В тот вечер мы с Робертой отправились в «Китайский рай» праздновать мою свободу, но, не допив коктейль «Страсть на острове», я вдруг помрачнела.
– Расторгнуть, – бубнила я. – Четыре года жизни как на торги – и за бесценок. Это же словно швырнуть в воду и смотреть, как они, шипя, растворяются, как алказельтцер!
Роберта вынула что-то из зубов и отмахнулась от моих слов рукой.

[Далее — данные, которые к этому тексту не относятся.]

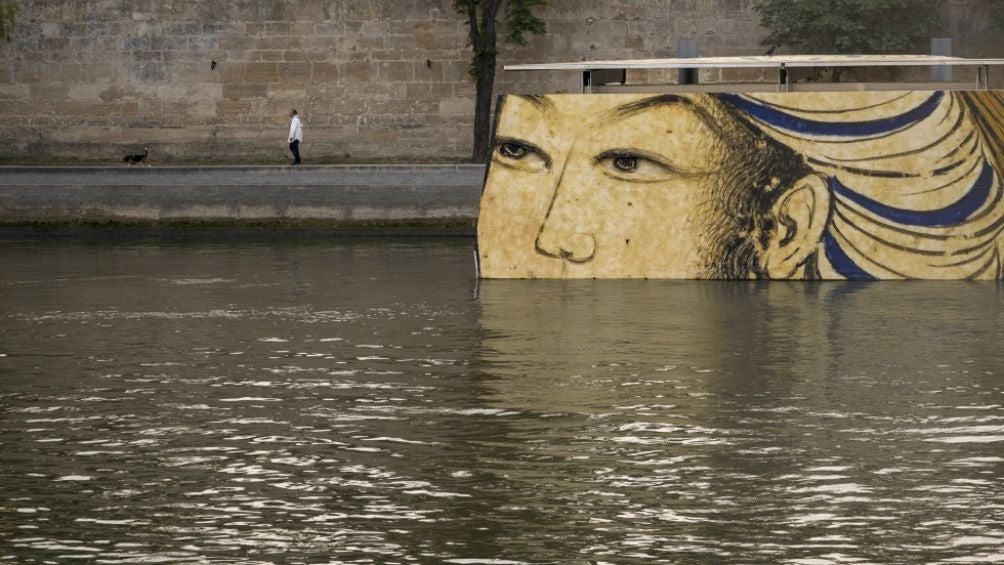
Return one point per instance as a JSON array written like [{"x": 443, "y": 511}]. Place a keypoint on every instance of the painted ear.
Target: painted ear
[{"x": 800, "y": 217}]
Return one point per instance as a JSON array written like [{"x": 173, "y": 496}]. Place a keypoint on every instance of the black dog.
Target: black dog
[{"x": 137, "y": 159}]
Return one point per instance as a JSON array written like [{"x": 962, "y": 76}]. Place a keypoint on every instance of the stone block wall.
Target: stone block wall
[{"x": 374, "y": 81}]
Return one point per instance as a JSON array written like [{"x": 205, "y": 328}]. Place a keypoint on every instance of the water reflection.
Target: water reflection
[
  {"x": 697, "y": 421},
  {"x": 351, "y": 402}
]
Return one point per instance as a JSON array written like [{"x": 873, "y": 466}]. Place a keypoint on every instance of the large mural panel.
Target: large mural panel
[{"x": 777, "y": 186}]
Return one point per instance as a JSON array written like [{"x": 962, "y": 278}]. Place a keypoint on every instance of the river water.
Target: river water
[{"x": 368, "y": 401}]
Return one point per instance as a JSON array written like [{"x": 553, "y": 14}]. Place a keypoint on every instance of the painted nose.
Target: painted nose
[{"x": 560, "y": 237}]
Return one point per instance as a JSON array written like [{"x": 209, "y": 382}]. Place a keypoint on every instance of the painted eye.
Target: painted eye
[
  {"x": 519, "y": 155},
  {"x": 634, "y": 166},
  {"x": 625, "y": 164},
  {"x": 513, "y": 151}
]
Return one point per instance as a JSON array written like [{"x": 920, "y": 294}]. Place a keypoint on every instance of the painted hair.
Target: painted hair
[{"x": 915, "y": 178}]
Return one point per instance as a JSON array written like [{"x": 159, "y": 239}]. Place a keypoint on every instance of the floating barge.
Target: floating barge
[{"x": 780, "y": 179}]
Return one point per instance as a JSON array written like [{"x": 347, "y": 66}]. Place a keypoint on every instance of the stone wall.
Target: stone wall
[{"x": 374, "y": 81}]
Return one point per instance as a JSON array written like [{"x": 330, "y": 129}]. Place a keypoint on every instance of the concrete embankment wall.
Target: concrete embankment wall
[
  {"x": 323, "y": 195},
  {"x": 384, "y": 80}
]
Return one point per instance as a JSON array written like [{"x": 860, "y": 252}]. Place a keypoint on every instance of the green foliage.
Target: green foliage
[
  {"x": 848, "y": 26},
  {"x": 7, "y": 12},
  {"x": 521, "y": 20}
]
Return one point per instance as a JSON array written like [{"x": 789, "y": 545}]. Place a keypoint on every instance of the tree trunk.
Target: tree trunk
[
  {"x": 485, "y": 88},
  {"x": 483, "y": 38}
]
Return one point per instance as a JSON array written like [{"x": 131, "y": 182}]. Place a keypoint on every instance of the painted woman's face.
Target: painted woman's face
[{"x": 604, "y": 187}]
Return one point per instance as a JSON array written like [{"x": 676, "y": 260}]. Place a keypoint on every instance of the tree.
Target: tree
[
  {"x": 7, "y": 12},
  {"x": 482, "y": 20},
  {"x": 997, "y": 10},
  {"x": 847, "y": 26}
]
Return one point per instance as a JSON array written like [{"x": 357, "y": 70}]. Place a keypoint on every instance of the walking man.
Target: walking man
[{"x": 295, "y": 135}]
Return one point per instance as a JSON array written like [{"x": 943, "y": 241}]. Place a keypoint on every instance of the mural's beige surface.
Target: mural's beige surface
[{"x": 833, "y": 186}]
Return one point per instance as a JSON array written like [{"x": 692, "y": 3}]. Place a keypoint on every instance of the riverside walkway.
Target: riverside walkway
[{"x": 378, "y": 195}]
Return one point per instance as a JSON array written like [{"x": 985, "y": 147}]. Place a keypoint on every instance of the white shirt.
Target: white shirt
[{"x": 295, "y": 129}]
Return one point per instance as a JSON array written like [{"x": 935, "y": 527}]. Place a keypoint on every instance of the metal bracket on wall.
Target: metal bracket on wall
[{"x": 783, "y": 79}]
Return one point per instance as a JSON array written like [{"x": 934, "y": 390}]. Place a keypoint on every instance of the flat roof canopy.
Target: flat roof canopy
[{"x": 775, "y": 61}]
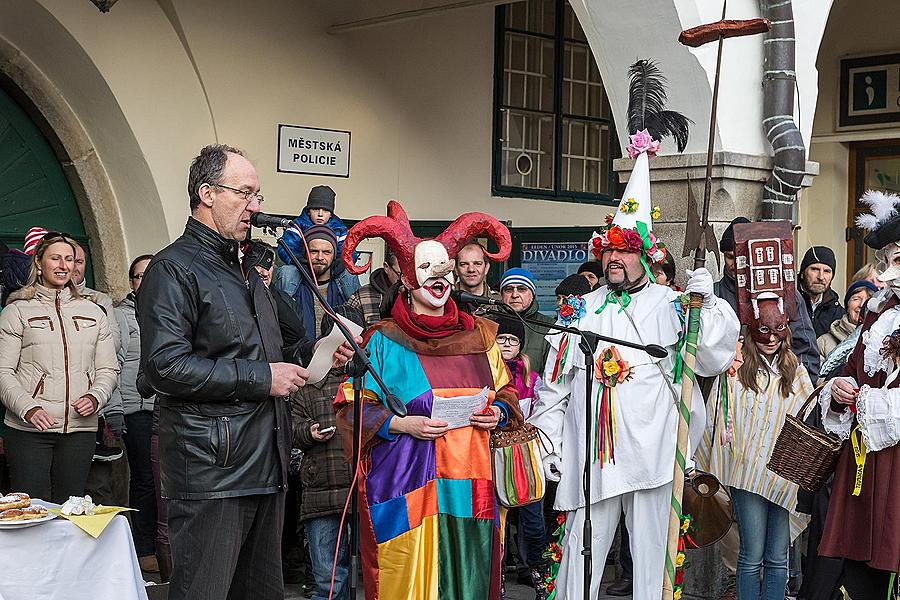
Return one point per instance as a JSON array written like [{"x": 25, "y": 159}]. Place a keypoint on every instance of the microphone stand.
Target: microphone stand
[
  {"x": 588, "y": 345},
  {"x": 357, "y": 368}
]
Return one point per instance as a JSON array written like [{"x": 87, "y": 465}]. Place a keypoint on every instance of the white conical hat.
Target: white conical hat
[{"x": 636, "y": 204}]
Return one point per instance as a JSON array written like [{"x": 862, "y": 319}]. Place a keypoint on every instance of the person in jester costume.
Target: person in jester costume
[
  {"x": 429, "y": 519},
  {"x": 634, "y": 396}
]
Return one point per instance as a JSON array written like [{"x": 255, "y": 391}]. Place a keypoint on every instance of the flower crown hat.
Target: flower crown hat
[{"x": 631, "y": 227}]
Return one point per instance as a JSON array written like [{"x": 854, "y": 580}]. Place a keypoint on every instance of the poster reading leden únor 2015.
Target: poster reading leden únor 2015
[{"x": 550, "y": 263}]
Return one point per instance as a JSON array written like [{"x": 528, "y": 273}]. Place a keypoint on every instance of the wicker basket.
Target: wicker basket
[{"x": 803, "y": 454}]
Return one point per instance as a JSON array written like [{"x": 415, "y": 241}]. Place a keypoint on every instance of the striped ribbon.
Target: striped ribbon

– А я скажу – слава богу, что выбросила свой чемодан без ручки. Жизнь слишком коротка. Что ты планируешь делать с деньгами?
После оплаты счетов у меня вместе с бабушкиными накоплениями оставалось три тысячи сто долларов.
– Не знаю, – ответила я. – Думаю купить видик или телевизор с большим экраном. Зря я позволила Данте забрать мой старый черно-белый телек – мне его подарили еще до нашего знакомства.
– Будешь лохушкой, если растрясешь свои деньжата на такую фигню. Тебе нужна машина. Четыре колеса.
– Надо позвонить его родителям и передать через них, что я требую свой телевизор обратно, – сказала я. Я не знала, сколько процентов меня хочет получить телек, а сколько – снова увидеть Данте и услышать его голос. Иногда, в полудреме в постели, я привычно шарила рукой рядом с собой. Я уже гадала, уж не придумала ли я отчасти его эгоизм – я же не в первый раз лгала себе. Не говоря уже о лжи, которую я нагородила ему.